WILTSHIRE Wildlife Trust has welcomed plans by the Government to increase legal protection for water voles.
The water vole is one of Britain's most threatened species and a national survey has found that the numbers have dropped from 8 million to 750,000, although Wiltshire is bucking the national trend.
At the moment people can only be prosecuted if they damage or destroy a water vole's place of shelter but the Government is planning to give the animal full legal protection which would make it illegal to kill and injure a water vole or trade products derived from them.
The Government is consulting on this proposal and if approved the amendment to the law is due to be in place later this year.
The wildlife trusts and other conservation bodies have been campaigning for years for the water vole to be given full legal protection.
Mark Satinet, Wiltshire Wildlife Trust's water vole recovery project officer, said the move would help deter incidents of deliberate persecution and will require local authorities, developers and landowners to act more responsibly towards the animal.
He said: "This sends out a strong message for the protection of water voles. We do not want the actions of a few to destroy the work of so many landowners, river keepers and organisations like English Nature and the Environment Agency, who are working to return water voles to our rivers."

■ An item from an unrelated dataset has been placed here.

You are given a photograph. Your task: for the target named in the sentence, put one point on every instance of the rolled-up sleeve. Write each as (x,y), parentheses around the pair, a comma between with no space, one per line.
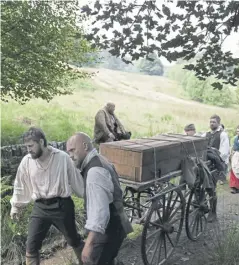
(224,148)
(75,178)
(99,195)
(22,191)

For the last three years the trust's water vole recovery project has surveyed 230 half kilometre river sections to see if positive habitat improvement works and measures to control mink, which eat water voles, have improved water vole populations.
The surveys have reported success in a number of areas with water voles returning to rivers in Swindon and North Wiltshire for the first time in five years.
Mr Satinet said: "There have been great efforts over the last two years to control mink for the benefit of water voles which we find quickly return to areas of good habitat when they are free of mink."
Mr Satinet said he did not know how many water voles there were in Wiltshire but said the county had an above average number of sites where water voles had been seen.
He said: "Where control measures are in place there has been a 66 per cent increase in the range of water voles, increasing to 84 per cent of the waterways in these areas of mink control.
"Outside of these areas of mink control, water vole populations have declined by more than half to only 22.7 per cent of areas surveyed.
"Only last year it was thought that water voles had disappeared from the Rushy Platt Nature Reserve in Swindon. However, after a high profile campaign to persuade cat owners to fit bells to their pets, water voles have been heard again at the site."
In December all the wildlife trusts signed up to Water for Wildlife, a partnership with water companies and the Environment Agency, to reverse water vole decline in the UK through conservation work on the ground.
This includes river restoration schemes, strategic mink control and working with volunteers to carry out survey work.